10. Ambisi

1.1K 238 90
                                    

"Tadi sama siapa?" Tanya Naren yang tiba-tiba datang membuat Biru sedikit terlonjat kaget.

"Braga" Jawab Biru yang memasuki rumahnya dan Naren mengekor di belakangnya.

Netra Naren melihat tangan biru yang memegang cupang, "Lo beli cupang ngapain?" Tanya Naren sembari tertawa.

Biru mengangkat botol tersebut,"Di kasih sama Braga" Naren memandang Biru sebelum gelak tawa yang harus ia tahan pakai tangan didepan mulutnya.

"Lo— hahaha mau aja dikasih cupang" Cibir Naren yang berjalan di dibelakang Biru yang masih asik tertawa.

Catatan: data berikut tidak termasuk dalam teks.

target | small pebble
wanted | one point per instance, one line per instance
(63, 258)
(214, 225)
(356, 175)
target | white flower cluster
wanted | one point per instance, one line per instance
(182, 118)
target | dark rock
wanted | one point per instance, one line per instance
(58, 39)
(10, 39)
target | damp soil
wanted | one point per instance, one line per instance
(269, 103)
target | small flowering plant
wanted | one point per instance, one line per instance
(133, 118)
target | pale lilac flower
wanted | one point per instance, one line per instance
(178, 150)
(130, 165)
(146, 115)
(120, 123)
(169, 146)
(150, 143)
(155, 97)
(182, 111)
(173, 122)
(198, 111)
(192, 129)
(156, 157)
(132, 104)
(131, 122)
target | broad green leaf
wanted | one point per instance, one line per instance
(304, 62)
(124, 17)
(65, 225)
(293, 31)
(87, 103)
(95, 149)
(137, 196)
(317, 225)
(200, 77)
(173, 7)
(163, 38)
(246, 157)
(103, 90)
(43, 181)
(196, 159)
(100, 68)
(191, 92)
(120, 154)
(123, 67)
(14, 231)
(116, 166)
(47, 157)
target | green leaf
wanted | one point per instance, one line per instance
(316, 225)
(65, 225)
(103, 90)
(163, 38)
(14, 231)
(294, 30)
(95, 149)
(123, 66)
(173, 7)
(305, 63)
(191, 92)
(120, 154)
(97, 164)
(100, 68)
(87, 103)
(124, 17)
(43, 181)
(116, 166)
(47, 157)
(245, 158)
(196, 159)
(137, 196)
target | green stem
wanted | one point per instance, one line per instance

"Katanya sih buat nyeningan anak kecil yang jual cupang ini"Jawab Biru yang di balas oleh gelengan kepala Naren.

Setelah puas tertawa Naren menghadang Biru yang akan masuk ke kamarnya. membuat Biru jengah.

"Gue teleponin lo gak diangkat, tadi hujan lo gapapa kan?" Tanya Naren yang menatap Biru dengan tatapan serius. Naren saat tadi hujan benar-benar khawatir. menghubungi Biru berkali-kali namun perempuan itu tidak mengangkat telepon darinya.

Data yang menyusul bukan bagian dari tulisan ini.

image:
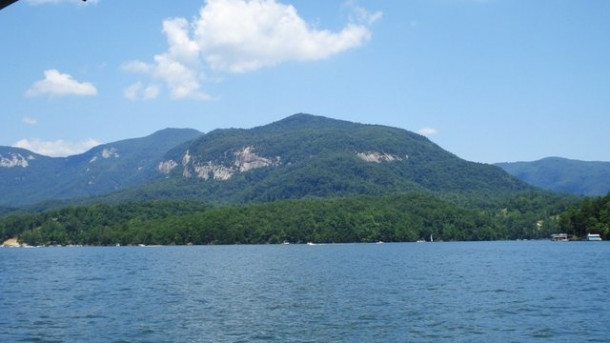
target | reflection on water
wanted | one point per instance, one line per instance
(487, 291)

"Gapapa na, udah sana pulang" Usir Biru yang akan memasuki kamarnya.

"Orang tua lo udah balik" Ujar Naren yang membuat Biru membeku di tempat.

Biru memang merindukan mereka namun ia pun takut. kedua orang tuanya satu minggu lalu pergi ke luar kota urusan pekerjaan.

Biru tersenyum simpul, "syukurlah, sana gih pulang" Usir Biru yang kedua tanganya mendorong pelan bahu Naren. yang di perlakukan hanya tertawa renyah.

Naren membalikan badannya sehingga ia berhadapan dengan Biru "Kalo ada apa-apa bilang ke gue, termasuk bokap lo"Ujarnya sembari mengusak rambut Biru lalu ia berjalan pergi.

"Naren kebiasaan!" omel Biru yang sembari merapihkan rambutnya. terdengar suara tawa dari Naren.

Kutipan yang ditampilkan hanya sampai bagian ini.